A virada da chave aconteceu numa noite fria, chovia muito, e Elizabeth decidiu ir caminhando para a casa após o dia de trabalho. Entre as gotas da chuva que molhava seus cabelos e escorria por seu rosto, se misturavam algumas lágrimas que se arriscavam em saltar dos olhos.
Se arriscavam porque, sabe-se, Elizabeth não é das que expressam emoções, mas as guarda, numa caixinha de madeira, debaixo da cama - e não tira nem pra faxinar a casa.
Acontece que, entre lágrimas e chuva, Elizabeth virou a chave, da caixinha talvez (?) e libertou as emoções contidas embaixo da cama - tal qual o monstro da sua fantasia da infância.

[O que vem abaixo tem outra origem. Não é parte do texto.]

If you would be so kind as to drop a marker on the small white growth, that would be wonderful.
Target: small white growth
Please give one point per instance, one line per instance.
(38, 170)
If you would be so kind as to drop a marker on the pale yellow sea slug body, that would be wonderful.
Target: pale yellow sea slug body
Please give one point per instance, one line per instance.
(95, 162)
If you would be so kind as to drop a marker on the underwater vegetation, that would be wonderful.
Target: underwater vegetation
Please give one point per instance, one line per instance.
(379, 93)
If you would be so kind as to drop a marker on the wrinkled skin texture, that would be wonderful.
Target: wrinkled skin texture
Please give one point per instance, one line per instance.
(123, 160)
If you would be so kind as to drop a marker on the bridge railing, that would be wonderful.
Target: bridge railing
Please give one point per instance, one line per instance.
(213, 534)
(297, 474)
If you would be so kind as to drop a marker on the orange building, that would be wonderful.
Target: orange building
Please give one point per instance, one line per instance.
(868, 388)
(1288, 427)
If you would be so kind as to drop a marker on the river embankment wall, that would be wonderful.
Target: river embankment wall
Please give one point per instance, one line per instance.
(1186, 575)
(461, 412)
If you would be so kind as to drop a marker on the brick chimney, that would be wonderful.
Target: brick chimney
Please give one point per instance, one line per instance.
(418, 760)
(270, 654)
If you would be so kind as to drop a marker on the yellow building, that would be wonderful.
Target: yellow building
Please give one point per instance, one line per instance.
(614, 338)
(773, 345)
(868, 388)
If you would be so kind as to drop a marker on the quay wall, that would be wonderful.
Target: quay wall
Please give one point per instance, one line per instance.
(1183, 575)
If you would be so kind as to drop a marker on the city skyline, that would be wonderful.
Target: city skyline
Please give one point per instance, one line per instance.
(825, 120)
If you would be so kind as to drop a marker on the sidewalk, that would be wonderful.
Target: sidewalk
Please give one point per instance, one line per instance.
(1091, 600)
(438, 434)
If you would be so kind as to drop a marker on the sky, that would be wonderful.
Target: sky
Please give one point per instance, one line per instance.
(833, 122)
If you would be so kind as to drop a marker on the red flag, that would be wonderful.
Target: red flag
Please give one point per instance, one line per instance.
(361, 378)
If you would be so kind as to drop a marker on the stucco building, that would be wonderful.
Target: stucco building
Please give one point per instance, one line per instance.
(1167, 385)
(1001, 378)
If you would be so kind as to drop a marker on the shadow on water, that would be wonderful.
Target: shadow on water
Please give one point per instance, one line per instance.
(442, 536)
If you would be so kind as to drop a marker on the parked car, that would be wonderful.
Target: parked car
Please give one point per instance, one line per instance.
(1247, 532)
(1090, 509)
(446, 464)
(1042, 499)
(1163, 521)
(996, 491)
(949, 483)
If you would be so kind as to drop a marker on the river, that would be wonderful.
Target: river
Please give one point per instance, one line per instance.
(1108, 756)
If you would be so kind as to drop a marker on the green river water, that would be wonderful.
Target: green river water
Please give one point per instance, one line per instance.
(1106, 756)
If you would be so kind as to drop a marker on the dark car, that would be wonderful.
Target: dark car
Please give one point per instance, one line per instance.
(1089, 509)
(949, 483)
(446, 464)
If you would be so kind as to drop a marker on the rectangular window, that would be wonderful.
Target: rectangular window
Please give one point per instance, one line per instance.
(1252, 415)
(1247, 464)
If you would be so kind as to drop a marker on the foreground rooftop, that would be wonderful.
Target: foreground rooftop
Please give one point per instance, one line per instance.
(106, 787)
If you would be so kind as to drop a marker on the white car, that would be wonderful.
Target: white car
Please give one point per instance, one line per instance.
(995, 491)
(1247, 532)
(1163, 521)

Acontece que apenas o monstro era ficção.
Caixa aberta, já não tinha mais o que fazer se não olhar pra dentro dela e ver entre papeis velhos e gastos pelo tempo, toda emoção que guardara outrora. Haviam dores e feridas e escaras com casca, mas abertas, que poderiam, a qualquer momento, sangrar. E sangrou.
E jorrou sangue e jorrou lágrima, como criança perdida da mãe no supermercado. Ou quando ralava os joelhos após um tombo de bicicleta. Ser abandonado dói. Sobretudo, no supermercado lotado. Bem como os joelhos ralados de outrora.
A autopercepção de Elizabeth lhe custara caro, lhe custava calmaria, artigo de luxo naqueles tempos. Mas ela virou a chave e pode ver, por entre as dores dos papeis velhos, que ainda se habitava. E como é importante se perceber pertencente a seu corpo. E como é importante saber a hora de fechar a caixa de madeira e jogar a chave fora. Ainda que lhe custe a alma.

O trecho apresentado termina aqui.